- Born: Jalisco, Mexico
- Known for: Black and white street photography
- Notable work: MAS ACA, Self-Published Photography Book, 2016, Landscapes and Land Dwellers, Self-Published Photography Book, 2022
- Website: Official website

= Rafael Cardenas =

Mexican-American photographer (born 1971)

Rafael Cardenas (born 1971) is a Mexican-American photographer based in East Los Angeles and Boyle Heights.

== Biography ==
Rafael Cardenas was born in 1971 in Jalisco, Mexico. He was raised in East Los Angeles and considers the city a huge influence on him as a person and as an artist. In particular, he finds the Eastside, east of the L.A. river as inspiration for his work. Ever since he was a child, he would carry a Kodak 110 or a Canon Rebel to photograph his daily life, and it was only after buying a professional Canon EOS 10D from a former colleague in 2010 did he begin to practice professionally.

Prior to becoming a professional photographer, he held different administrative assistant positions in the medical and legal fields. He also created some graphic design projects, acting on stage and screen, and fronting for a Los Angeles band named Slowrider. In 2009, he began working for the local art magazine, Citizen L.A., and he started taking his own photographs for his articles.

== Photography ==
Cardenas is a self-taught photographer who documents East Los Angeles with the purpose of discovery, producing work, and capturing moments. His work consists primarily of black-and-white photographs documenting the Angeleno streets and its communities.

===RAFA 2020 (2020)===

In 2010, he started a 365-day photo series where he would shoot thousands of photos a day. He revisted this project in 2020, capturing the COVID-19 pandemic.

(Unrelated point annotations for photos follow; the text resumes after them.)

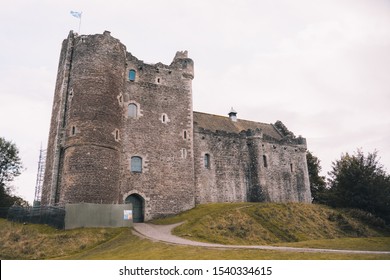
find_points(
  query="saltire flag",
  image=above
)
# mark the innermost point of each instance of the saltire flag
(76, 14)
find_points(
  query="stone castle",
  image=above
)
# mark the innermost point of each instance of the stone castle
(123, 131)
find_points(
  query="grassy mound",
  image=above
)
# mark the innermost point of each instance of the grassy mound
(270, 223)
(31, 241)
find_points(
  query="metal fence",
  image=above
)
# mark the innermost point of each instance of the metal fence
(49, 215)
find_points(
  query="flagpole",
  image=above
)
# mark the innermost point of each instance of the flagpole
(81, 13)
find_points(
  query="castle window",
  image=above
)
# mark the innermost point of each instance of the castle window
(132, 110)
(183, 153)
(136, 164)
(132, 75)
(207, 161)
(164, 118)
(265, 161)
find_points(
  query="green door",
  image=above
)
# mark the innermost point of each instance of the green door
(138, 207)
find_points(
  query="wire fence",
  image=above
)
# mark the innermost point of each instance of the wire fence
(49, 215)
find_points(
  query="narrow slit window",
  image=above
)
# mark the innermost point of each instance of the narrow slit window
(136, 164)
(184, 153)
(207, 161)
(132, 75)
(265, 161)
(132, 110)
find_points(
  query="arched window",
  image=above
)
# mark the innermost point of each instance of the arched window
(132, 110)
(207, 161)
(132, 75)
(136, 164)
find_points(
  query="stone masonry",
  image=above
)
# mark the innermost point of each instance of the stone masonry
(123, 131)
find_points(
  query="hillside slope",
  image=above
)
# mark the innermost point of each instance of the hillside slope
(269, 223)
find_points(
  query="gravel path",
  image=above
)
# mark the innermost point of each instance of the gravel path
(163, 233)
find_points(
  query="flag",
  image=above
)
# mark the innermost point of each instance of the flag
(76, 14)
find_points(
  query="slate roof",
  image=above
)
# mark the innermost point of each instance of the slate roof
(215, 122)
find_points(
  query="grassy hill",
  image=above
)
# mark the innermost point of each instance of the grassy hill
(292, 224)
(269, 223)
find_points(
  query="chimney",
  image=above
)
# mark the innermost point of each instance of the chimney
(233, 115)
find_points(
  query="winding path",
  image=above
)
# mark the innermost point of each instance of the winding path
(164, 233)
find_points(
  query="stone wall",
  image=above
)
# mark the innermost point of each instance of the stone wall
(124, 130)
(246, 167)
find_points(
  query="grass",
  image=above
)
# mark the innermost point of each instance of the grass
(294, 225)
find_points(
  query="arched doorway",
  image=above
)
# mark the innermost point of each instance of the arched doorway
(138, 207)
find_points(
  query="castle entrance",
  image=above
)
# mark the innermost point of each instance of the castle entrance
(138, 207)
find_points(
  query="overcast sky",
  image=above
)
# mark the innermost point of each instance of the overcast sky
(321, 67)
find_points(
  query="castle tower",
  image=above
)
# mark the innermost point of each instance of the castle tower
(157, 162)
(83, 155)
(121, 129)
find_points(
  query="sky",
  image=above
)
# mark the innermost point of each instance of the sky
(321, 67)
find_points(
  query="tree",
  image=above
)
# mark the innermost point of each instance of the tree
(10, 167)
(317, 183)
(360, 181)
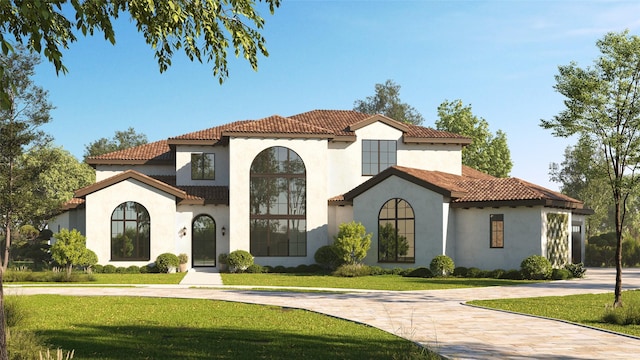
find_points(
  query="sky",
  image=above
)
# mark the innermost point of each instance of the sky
(499, 57)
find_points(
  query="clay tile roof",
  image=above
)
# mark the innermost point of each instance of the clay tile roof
(156, 151)
(278, 125)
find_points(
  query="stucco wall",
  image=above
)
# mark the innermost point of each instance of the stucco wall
(162, 213)
(107, 171)
(313, 153)
(522, 237)
(183, 165)
(427, 209)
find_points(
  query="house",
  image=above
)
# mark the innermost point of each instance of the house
(279, 187)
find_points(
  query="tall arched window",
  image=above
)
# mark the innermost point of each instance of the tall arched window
(278, 198)
(130, 232)
(396, 232)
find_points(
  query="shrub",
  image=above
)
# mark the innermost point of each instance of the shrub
(460, 271)
(256, 269)
(560, 274)
(576, 270)
(326, 257)
(239, 260)
(422, 272)
(441, 265)
(352, 243)
(133, 269)
(352, 270)
(166, 261)
(536, 267)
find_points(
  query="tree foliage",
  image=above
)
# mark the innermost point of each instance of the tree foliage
(386, 101)
(70, 248)
(352, 243)
(487, 152)
(121, 140)
(603, 103)
(205, 30)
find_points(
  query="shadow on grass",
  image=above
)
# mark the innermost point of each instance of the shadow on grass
(155, 342)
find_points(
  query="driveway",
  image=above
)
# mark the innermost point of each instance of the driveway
(437, 319)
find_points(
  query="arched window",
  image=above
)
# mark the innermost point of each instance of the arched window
(278, 198)
(396, 232)
(203, 241)
(130, 232)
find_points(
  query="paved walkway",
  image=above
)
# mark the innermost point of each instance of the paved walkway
(437, 319)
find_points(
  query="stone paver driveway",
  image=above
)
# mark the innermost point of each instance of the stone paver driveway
(438, 319)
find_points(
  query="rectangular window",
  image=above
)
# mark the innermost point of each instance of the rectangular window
(377, 155)
(202, 166)
(497, 230)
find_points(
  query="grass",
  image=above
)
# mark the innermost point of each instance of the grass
(583, 309)
(154, 328)
(378, 282)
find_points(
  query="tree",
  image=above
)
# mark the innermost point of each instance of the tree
(27, 109)
(203, 29)
(60, 175)
(386, 101)
(121, 140)
(487, 152)
(70, 249)
(352, 243)
(582, 175)
(603, 103)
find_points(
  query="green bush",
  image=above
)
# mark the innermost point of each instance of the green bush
(352, 270)
(239, 260)
(166, 261)
(442, 265)
(422, 272)
(256, 269)
(133, 269)
(560, 274)
(326, 257)
(576, 270)
(352, 243)
(536, 267)
(460, 271)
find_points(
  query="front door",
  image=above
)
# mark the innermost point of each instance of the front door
(203, 242)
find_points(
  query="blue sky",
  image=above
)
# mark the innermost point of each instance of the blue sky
(498, 56)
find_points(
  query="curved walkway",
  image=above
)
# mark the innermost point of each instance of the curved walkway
(437, 319)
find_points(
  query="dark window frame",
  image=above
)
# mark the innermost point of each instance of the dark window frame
(278, 222)
(199, 168)
(376, 156)
(395, 220)
(141, 241)
(496, 231)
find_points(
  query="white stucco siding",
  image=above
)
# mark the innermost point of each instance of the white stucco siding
(313, 153)
(162, 213)
(184, 218)
(183, 165)
(427, 209)
(436, 157)
(107, 171)
(522, 237)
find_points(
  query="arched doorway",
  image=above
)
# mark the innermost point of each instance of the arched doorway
(203, 241)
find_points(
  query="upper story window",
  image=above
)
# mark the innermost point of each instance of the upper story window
(377, 155)
(497, 230)
(203, 166)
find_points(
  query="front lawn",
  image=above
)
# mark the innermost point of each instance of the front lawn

===Anynoumous (2016-2019)===
Cardenas was commissioned to create a photographic slide show for the LA Metro Blue line train.

===Reflections and Gifts of East Los Angeles (2014)===

A photography project created in conjunction with the 40th anniversary of Self Help Graphics & Art. Inspired by a street-photography project when Self-Help Graphics opened, Cardenas installed pop-up photo booths in select locations in east LA, and told subject that they could pick up their photographs at the same location a month later. When the subject arrived to pick up their photographs, they found that their image was included in a large photo mural.

== Publication ==
On July 8, 2016, Cardenas released MAS ACA, a Self-Published Photography Book. This was his first collection book filled with over 100 black-and-white photographs from 2010 to 2015. This collection documents the East Los Angeles neighborhoods that go through a change of gentrification, are often unseen, and disappearing street landmarks. The book includes an introduction by Harry Gamboa Jr with poetry by Gloria Enedina Alvarez and Joseph Rios.